By Staff Sgt. Timothy Hughes,75th Fires Brigade PAOFebruary 1, 2013
FORT SILL, Okla.-- FORT SILL, Okla. (Jan. 31, 2013) -- The Fort Sill Culinary Arts Team conducted the first week of training Jan. 22-25, 2013 at the Staff Sgt. Juan Garcia Dinning Facility. They are preparing for the 38th Annual U.S. Army Culinary Arts Competition at Fort Lee, Va., in March.
The competition dates back to 1973, and is now the largest of its kind in North America, according to Warrant Officer Arnetra Hughes, 75th Fires Brigade food service technician and Fort Sill Culinary Arts Program manager.
Team Sill consists of food service specialists from the 75th Fires Brigade, 31st Air Defense Artillery Brigade and 214th Fires Brigade, said Hughes. The food service specialists have various culinary arts backgrounds.
Team captain Spc. Adam Hermann, 31st ADA Brigade, has 13 years of experience in the culinary field as a civilian and four years experience in the military.
"I started as a dishwasher then I worked my way up," said Hermann. "In 2007, I became an executive chef for a company called K.C. Hopps, which is in Kansas City, Mo."
Team Sill is preparing for the prestigious competitive event with a monthlong training program.
"We will work on basic cuts [of different food items] and how to make different sauces during the first week of training," said team manager Sgt. David Bernier, 75th FiB. "We will do some of the things over and over again to where it's just a reaction when we get to the competition."

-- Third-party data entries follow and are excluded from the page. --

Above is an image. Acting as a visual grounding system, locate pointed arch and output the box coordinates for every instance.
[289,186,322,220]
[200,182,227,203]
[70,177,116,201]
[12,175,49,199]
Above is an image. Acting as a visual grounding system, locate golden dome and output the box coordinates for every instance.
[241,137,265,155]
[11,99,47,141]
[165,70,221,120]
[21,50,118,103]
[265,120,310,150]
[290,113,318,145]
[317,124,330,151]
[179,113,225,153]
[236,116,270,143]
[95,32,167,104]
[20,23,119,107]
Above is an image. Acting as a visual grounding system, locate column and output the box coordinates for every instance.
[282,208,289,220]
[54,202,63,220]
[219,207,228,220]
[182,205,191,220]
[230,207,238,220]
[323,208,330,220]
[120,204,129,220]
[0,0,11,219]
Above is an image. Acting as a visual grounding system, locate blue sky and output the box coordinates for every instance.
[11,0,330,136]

For some of the Garcia DFAC cooks, the competition will mark the first time they will participate in a high-level culinary arts event.
"I'm nervous and excited," said Pfc. Myra Montoya, 75th FiB. "I've wanted to do something like this for a long time."
The West Palm Beach, Fla., native said she wants to expand her level of knowledge as a food service specialist and looks at the training for the competition as one way of accomplishing her goal.
Many of the Soldiers also view the competition as a way to break away from their day-to-day duties and 'rub elbows' with food service specialist who perform various roles throughout the military.
"A lot of times Soldiers think this [cooking in a DFAC] is the only thing there is to do," said Sgt. Jesse Mitchell, 214 FiB, "You get to meet new people [at the competition] and network. You get to work with people who cook for generals."